Wzruszam się jak widzę niektóre posty braci powyżej, piszą to co mi chodzi po głowie? Ukłon w stronę @tytuschrypus oraz @Meg4tron.
Po prostu mnie roz*ierdala jak po raz kolejny widzę temat "Nie uda się", "Jestem prze*ywem i nim pozostanę", ciągłe marudzenie na swój los. I poklepywanie po pleckach. Każdy dźwiga swój ciężar, wielu z nas nawet nie miało możliwości poczytać takich rad na największych zakrętach życiowych. Niektórzy mają, a mimo to kontent słabnie. Mówi się, że od osób, które nam w dają kość najwięcej się uczymy.
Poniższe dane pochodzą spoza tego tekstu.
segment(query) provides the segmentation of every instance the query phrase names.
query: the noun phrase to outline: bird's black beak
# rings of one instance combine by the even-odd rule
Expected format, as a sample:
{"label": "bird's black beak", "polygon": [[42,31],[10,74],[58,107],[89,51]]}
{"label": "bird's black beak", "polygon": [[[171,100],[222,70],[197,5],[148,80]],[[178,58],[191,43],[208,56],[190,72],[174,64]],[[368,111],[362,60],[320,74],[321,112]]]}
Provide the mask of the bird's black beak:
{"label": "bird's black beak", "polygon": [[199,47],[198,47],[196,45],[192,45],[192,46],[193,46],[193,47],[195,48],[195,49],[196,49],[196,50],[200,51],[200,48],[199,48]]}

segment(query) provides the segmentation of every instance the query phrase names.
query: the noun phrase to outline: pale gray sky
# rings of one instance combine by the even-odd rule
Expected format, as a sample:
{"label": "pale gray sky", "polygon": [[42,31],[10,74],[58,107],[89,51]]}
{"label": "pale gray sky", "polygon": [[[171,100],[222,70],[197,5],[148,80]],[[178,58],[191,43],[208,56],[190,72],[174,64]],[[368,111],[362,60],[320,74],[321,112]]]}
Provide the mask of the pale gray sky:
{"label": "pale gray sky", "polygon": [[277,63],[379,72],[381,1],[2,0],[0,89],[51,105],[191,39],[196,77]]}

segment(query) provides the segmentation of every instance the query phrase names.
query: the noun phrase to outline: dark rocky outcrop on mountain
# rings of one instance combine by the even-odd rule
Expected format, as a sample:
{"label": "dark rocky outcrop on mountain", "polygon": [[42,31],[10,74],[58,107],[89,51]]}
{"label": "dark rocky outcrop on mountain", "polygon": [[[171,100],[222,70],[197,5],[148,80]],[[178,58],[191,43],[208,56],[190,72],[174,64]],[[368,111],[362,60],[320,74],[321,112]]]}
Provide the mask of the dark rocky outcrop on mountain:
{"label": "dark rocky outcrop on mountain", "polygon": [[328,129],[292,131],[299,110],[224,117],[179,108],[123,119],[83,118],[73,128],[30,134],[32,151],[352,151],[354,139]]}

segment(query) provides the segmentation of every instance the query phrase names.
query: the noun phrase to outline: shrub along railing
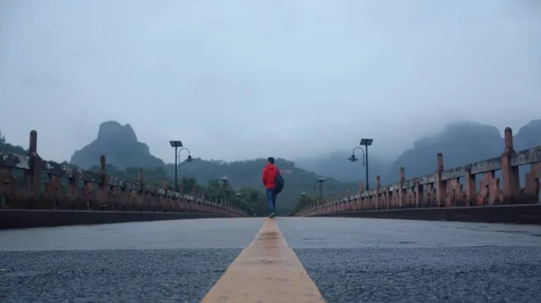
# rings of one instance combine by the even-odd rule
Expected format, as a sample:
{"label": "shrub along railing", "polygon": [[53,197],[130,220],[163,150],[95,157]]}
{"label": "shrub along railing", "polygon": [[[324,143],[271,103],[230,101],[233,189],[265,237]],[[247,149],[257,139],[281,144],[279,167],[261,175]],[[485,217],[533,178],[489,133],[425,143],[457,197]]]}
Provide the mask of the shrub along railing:
{"label": "shrub along railing", "polygon": [[[397,184],[381,187],[376,178],[376,188],[364,191],[361,183],[359,194],[307,206],[296,216],[323,216],[346,212],[386,210],[397,208],[477,207],[492,205],[539,203],[541,178],[541,146],[515,152],[510,128],[505,130],[505,150],[500,157],[484,160],[444,170],[442,153],[436,156],[437,169],[434,174],[405,179],[404,168]],[[519,166],[529,165],[525,174],[526,185],[520,188]],[[501,170],[501,183],[496,171]],[[477,175],[482,175],[476,185]],[[463,179],[465,190],[463,189]]]}
{"label": "shrub along railing", "polygon": [[[97,173],[69,164],[43,161],[37,153],[38,133],[30,133],[28,155],[0,152],[0,208],[115,211],[191,212],[244,216],[243,210],[221,201],[209,201],[183,192],[138,181],[113,178],[105,171],[105,157]],[[41,182],[42,175],[46,181]],[[67,184],[67,185],[63,185]]]}

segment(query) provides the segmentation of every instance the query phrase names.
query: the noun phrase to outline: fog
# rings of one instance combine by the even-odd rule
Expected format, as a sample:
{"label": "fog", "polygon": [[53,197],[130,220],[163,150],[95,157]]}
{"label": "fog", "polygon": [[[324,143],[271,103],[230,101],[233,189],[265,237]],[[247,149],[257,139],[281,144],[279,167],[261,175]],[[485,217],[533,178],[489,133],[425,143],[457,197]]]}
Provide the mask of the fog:
{"label": "fog", "polygon": [[151,152],[392,158],[454,120],[541,117],[541,2],[0,1],[0,132],[69,160],[100,123]]}

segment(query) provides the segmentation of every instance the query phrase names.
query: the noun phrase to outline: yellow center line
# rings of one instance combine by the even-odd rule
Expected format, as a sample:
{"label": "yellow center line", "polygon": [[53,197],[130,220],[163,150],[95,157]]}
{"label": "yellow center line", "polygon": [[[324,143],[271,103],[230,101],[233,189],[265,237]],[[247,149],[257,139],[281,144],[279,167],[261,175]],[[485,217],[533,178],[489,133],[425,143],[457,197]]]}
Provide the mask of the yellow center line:
{"label": "yellow center line", "polygon": [[203,303],[326,302],[276,219],[267,219],[253,241],[231,263]]}

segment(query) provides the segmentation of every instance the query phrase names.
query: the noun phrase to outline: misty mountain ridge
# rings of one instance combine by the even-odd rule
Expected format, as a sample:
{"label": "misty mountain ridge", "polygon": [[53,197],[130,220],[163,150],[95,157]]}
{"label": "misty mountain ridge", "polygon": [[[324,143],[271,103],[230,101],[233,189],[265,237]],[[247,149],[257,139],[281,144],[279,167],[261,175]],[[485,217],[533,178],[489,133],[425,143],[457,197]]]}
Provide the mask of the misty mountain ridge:
{"label": "misty mountain ridge", "polygon": [[165,165],[161,159],[151,154],[149,146],[137,141],[135,131],[130,124],[122,125],[115,121],[99,125],[97,138],[81,150],[75,152],[69,163],[87,170],[96,165],[104,154],[108,163],[125,170],[128,167],[155,168]]}
{"label": "misty mountain ridge", "polygon": [[[515,150],[541,145],[539,133],[541,120],[530,121],[514,135]],[[17,153],[24,151],[23,148],[9,145],[5,139],[1,148]],[[433,173],[436,168],[437,152],[444,154],[444,167],[451,169],[498,157],[503,152],[503,148],[504,140],[498,128],[471,121],[454,122],[448,124],[439,133],[416,141],[413,148],[402,152],[392,162],[380,161],[377,153],[369,152],[371,187],[375,185],[377,175],[381,177],[382,186],[397,182],[400,167],[405,168],[406,179]],[[354,163],[347,161],[351,156],[351,150],[337,151],[316,159],[298,159],[296,161],[278,159],[278,166],[291,172],[285,176],[287,185],[282,197],[288,202],[284,204],[290,208],[301,192],[317,196],[318,188],[315,182],[320,176],[326,178],[324,185],[326,197],[335,195],[339,191],[346,194],[348,189],[356,192],[359,182],[365,179],[365,172],[362,161],[362,153],[361,151],[356,151],[355,153],[360,161]],[[96,167],[102,154],[106,156],[107,163],[119,170],[146,169],[146,171],[155,172],[151,175],[157,180],[165,175],[174,175],[174,165],[166,164],[151,154],[149,147],[138,142],[137,135],[130,124],[122,125],[115,121],[101,124],[96,139],[75,152],[70,163],[88,170]],[[180,163],[179,176],[193,177],[201,184],[219,180],[226,176],[235,188],[261,188],[261,170],[265,161],[265,159],[234,162],[195,159],[193,162]],[[285,206],[282,205],[283,207]]]}

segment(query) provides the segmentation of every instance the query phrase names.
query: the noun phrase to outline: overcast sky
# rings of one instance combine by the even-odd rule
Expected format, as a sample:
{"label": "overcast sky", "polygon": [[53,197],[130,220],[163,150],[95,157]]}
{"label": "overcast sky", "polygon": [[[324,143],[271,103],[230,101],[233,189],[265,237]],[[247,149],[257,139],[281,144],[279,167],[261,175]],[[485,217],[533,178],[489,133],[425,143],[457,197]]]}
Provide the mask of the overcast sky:
{"label": "overcast sky", "polygon": [[0,132],[69,160],[100,123],[151,152],[395,156],[447,122],[541,118],[538,0],[1,0]]}

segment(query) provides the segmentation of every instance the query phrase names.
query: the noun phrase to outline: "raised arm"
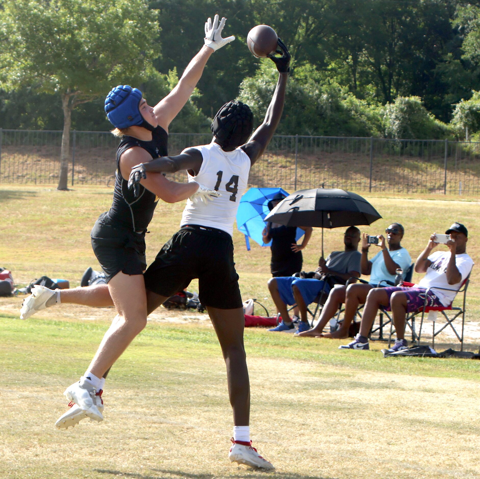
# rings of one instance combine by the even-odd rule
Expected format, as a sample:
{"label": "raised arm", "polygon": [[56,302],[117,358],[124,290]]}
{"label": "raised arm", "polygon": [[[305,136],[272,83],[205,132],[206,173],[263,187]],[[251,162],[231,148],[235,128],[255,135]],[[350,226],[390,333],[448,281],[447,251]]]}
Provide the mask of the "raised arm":
{"label": "raised arm", "polygon": [[188,64],[175,87],[154,108],[158,124],[165,131],[168,132],[170,123],[188,101],[212,54],[235,39],[233,36],[222,38],[226,20],[223,18],[219,25],[218,15],[216,15],[213,24],[211,18],[205,22],[205,45]]}
{"label": "raised arm", "polygon": [[280,38],[278,46],[282,49],[277,50],[277,53],[282,54],[281,57],[268,55],[276,65],[278,70],[278,81],[276,84],[272,101],[265,115],[263,123],[255,131],[250,138],[250,141],[240,146],[248,155],[252,164],[253,165],[263,154],[265,148],[270,143],[275,130],[278,125],[283,111],[283,105],[285,101],[285,90],[287,81],[290,71],[290,54],[285,44]]}

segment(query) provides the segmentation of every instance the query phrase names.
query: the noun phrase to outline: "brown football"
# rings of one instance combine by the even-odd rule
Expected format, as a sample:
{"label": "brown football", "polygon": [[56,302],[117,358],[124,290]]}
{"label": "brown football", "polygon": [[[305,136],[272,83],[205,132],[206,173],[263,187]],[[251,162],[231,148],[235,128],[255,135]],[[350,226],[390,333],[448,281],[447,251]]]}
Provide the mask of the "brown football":
{"label": "brown football", "polygon": [[248,32],[247,45],[252,54],[259,58],[275,52],[278,40],[278,36],[272,27],[257,25]]}

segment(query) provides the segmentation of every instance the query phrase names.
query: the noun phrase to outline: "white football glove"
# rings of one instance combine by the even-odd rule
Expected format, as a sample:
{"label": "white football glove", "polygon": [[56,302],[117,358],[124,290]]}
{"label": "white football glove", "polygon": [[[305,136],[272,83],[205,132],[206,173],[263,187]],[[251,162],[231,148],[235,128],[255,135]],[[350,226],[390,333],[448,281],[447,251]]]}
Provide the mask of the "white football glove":
{"label": "white football glove", "polygon": [[216,15],[213,19],[213,24],[212,24],[212,19],[208,17],[208,20],[205,22],[205,45],[210,47],[214,51],[221,48],[227,43],[233,42],[235,39],[233,35],[228,36],[226,38],[222,38],[222,30],[225,24],[227,19],[223,17],[222,21],[218,24],[218,15]]}
{"label": "white football glove", "polygon": [[198,189],[189,197],[190,200],[195,204],[201,203],[206,204],[209,201],[220,196],[220,193],[213,189],[209,188],[201,183],[198,183]]}

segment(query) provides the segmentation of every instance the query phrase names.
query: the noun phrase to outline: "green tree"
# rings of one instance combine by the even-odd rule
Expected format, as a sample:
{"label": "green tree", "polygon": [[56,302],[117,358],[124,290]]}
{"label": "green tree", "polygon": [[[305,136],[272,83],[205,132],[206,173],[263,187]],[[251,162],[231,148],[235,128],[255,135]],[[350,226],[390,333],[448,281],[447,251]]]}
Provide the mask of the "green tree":
{"label": "green tree", "polygon": [[58,188],[67,189],[72,112],[117,84],[153,72],[157,12],[146,0],[6,0],[0,12],[0,80],[60,97],[63,132]]}
{"label": "green tree", "polygon": [[472,134],[480,132],[480,92],[472,92],[469,100],[462,100],[455,105],[451,122],[459,138],[465,137],[465,129]]}
{"label": "green tree", "polygon": [[[261,121],[276,83],[276,71],[264,60],[256,74],[240,87],[240,99],[249,105],[258,123]],[[359,100],[334,82],[319,81],[311,65],[298,67],[288,81],[285,106],[277,132],[283,134],[379,136],[380,108]]]}
{"label": "green tree", "polygon": [[440,140],[453,136],[451,128],[429,113],[418,96],[397,96],[385,106],[383,120],[387,138]]}

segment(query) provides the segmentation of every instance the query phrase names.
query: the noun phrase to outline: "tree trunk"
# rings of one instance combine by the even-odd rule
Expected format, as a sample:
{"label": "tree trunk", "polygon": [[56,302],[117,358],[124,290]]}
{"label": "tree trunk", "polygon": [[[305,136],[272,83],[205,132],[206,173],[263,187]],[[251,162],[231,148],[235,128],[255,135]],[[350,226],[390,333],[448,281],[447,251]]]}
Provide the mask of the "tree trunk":
{"label": "tree trunk", "polygon": [[60,153],[60,178],[57,190],[68,190],[68,163],[70,157],[70,125],[72,123],[72,107],[70,105],[70,88],[62,95],[62,108],[63,110],[63,132],[61,137],[61,151]]}

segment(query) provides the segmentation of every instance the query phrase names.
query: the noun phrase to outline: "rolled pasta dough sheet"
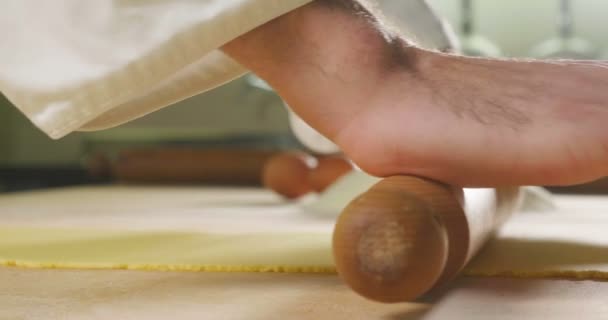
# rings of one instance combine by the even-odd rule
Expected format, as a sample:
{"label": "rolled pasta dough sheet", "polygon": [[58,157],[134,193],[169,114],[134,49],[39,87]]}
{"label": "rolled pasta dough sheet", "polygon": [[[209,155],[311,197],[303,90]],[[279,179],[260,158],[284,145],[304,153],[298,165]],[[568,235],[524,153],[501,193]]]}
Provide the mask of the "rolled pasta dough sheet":
{"label": "rolled pasta dough sheet", "polygon": [[[144,201],[147,200],[147,201]],[[608,279],[608,199],[514,215],[466,275]],[[257,189],[88,187],[0,196],[0,265],[333,273],[333,219]]]}

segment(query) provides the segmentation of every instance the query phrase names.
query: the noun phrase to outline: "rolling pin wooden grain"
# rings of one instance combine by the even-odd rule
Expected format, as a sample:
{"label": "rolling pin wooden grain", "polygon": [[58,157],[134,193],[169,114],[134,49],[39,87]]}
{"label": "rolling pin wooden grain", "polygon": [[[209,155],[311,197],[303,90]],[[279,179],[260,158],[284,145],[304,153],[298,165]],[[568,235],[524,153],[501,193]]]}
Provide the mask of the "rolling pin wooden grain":
{"label": "rolling pin wooden grain", "polygon": [[457,189],[394,176],[355,198],[333,236],[338,273],[380,302],[411,301],[454,278],[519,204],[519,188]]}

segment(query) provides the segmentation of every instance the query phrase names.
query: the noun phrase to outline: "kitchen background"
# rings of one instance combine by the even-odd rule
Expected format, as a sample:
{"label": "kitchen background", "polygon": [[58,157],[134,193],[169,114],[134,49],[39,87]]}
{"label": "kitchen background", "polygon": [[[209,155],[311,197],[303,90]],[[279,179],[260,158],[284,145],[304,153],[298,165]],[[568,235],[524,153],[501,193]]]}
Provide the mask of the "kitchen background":
{"label": "kitchen background", "polygon": [[[407,1],[407,0],[394,0]],[[383,3],[391,1],[384,0]],[[462,36],[462,3],[429,0]],[[556,0],[475,1],[475,32],[509,57],[531,56],[532,48],[558,33]],[[571,1],[574,34],[608,58],[608,1]],[[279,98],[253,87],[247,78],[202,94],[118,128],[74,133],[53,141],[0,96],[0,192],[89,182],[82,164],[91,154],[162,143],[198,145],[295,144]]]}

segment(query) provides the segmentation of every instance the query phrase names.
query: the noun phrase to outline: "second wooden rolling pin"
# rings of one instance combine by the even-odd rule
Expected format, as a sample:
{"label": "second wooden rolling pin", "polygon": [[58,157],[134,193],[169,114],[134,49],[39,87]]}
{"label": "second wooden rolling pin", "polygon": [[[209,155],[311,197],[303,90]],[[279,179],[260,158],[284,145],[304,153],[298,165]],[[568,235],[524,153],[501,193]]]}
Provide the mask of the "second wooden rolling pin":
{"label": "second wooden rolling pin", "polygon": [[456,276],[519,198],[517,187],[463,191],[417,177],[383,179],[338,219],[338,273],[372,300],[414,300]]}

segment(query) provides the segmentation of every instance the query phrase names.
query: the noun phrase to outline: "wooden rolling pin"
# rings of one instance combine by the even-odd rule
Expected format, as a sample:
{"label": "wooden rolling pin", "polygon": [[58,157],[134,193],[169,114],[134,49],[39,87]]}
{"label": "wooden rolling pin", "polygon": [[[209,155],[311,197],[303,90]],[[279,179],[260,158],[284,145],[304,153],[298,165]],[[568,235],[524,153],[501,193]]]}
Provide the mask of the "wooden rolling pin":
{"label": "wooden rolling pin", "polygon": [[517,187],[463,191],[417,177],[383,179],[338,219],[338,273],[369,299],[414,300],[452,279],[518,205]]}
{"label": "wooden rolling pin", "polygon": [[275,153],[246,149],[127,150],[109,168],[113,177],[126,183],[260,185],[262,168]]}

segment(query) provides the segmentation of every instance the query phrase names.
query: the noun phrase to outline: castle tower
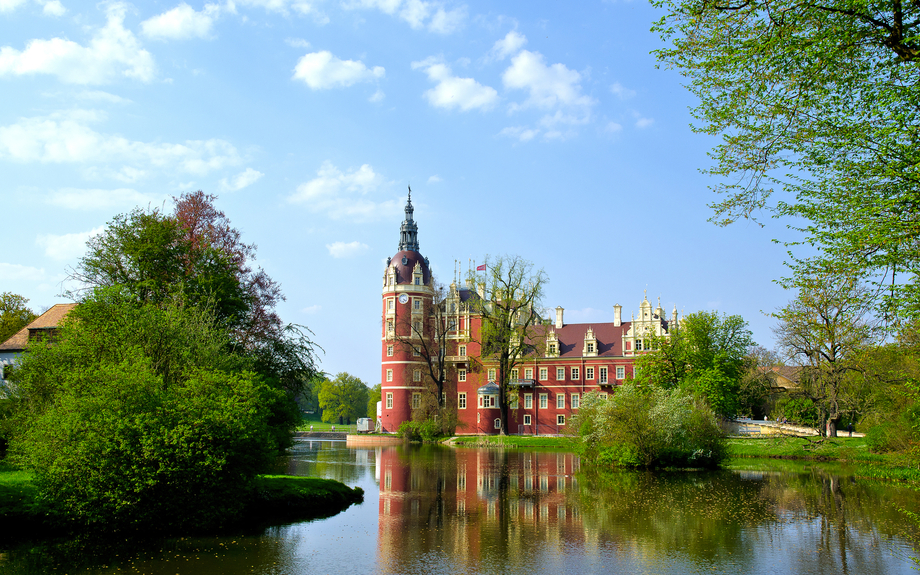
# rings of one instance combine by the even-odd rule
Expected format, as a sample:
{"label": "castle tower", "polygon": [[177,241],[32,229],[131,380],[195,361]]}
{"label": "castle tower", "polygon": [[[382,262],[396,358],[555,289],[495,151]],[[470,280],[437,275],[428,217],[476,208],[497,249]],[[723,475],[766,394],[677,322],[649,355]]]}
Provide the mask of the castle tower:
{"label": "castle tower", "polygon": [[[381,425],[394,432],[411,419],[424,392],[425,362],[416,351],[427,336],[434,295],[428,258],[418,251],[418,226],[413,219],[412,188],[406,219],[399,228],[399,250],[387,259],[383,273],[381,332]],[[415,405],[414,405],[415,404]]]}

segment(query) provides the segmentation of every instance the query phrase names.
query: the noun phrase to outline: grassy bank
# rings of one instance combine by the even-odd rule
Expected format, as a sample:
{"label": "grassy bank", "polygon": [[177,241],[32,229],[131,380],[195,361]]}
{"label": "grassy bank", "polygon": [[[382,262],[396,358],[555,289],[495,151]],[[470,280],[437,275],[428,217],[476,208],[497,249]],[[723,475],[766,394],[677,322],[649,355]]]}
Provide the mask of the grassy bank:
{"label": "grassy bank", "polygon": [[574,449],[571,437],[550,437],[544,435],[467,435],[451,440],[454,445],[465,447],[559,447]]}
{"label": "grassy bank", "polygon": [[752,437],[728,440],[731,458],[838,461],[854,466],[861,477],[920,483],[920,469],[902,454],[870,453],[862,437],[838,437],[820,444],[797,437]]}
{"label": "grassy bank", "polygon": [[[328,517],[364,499],[360,487],[352,489],[332,479],[287,475],[260,476],[250,493],[243,513],[228,529]],[[0,539],[66,537],[68,533],[61,527],[65,524],[55,521],[43,507],[30,473],[0,462]]]}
Przerzuciłbym to w stronę "Ludzie, którzy się nie boją mówić prawdy, nawet jeśli boli - nauczą nas najwięcej". Dlatego mi szkoda charakternych chłopaków...tfu facetów, którzy nie boją się mówić prawdy nawet w ostry sposób.
PS. Co do Pana atencyjnego. Pożegnanie się a potem powrót. A idźże chłopie ogarnij się mentalnie i powróć tu przynajmniej z fundamentem. Toż to przecież już nie jest nawet smaczne.
PS2. @absolutarianin - wielu może się z nim nie zgadzać, ale to osoba z którą warto iść na browara/wino/wódeczkę i posłuchać bajdurzenia i doświadczeń. Taka prawda.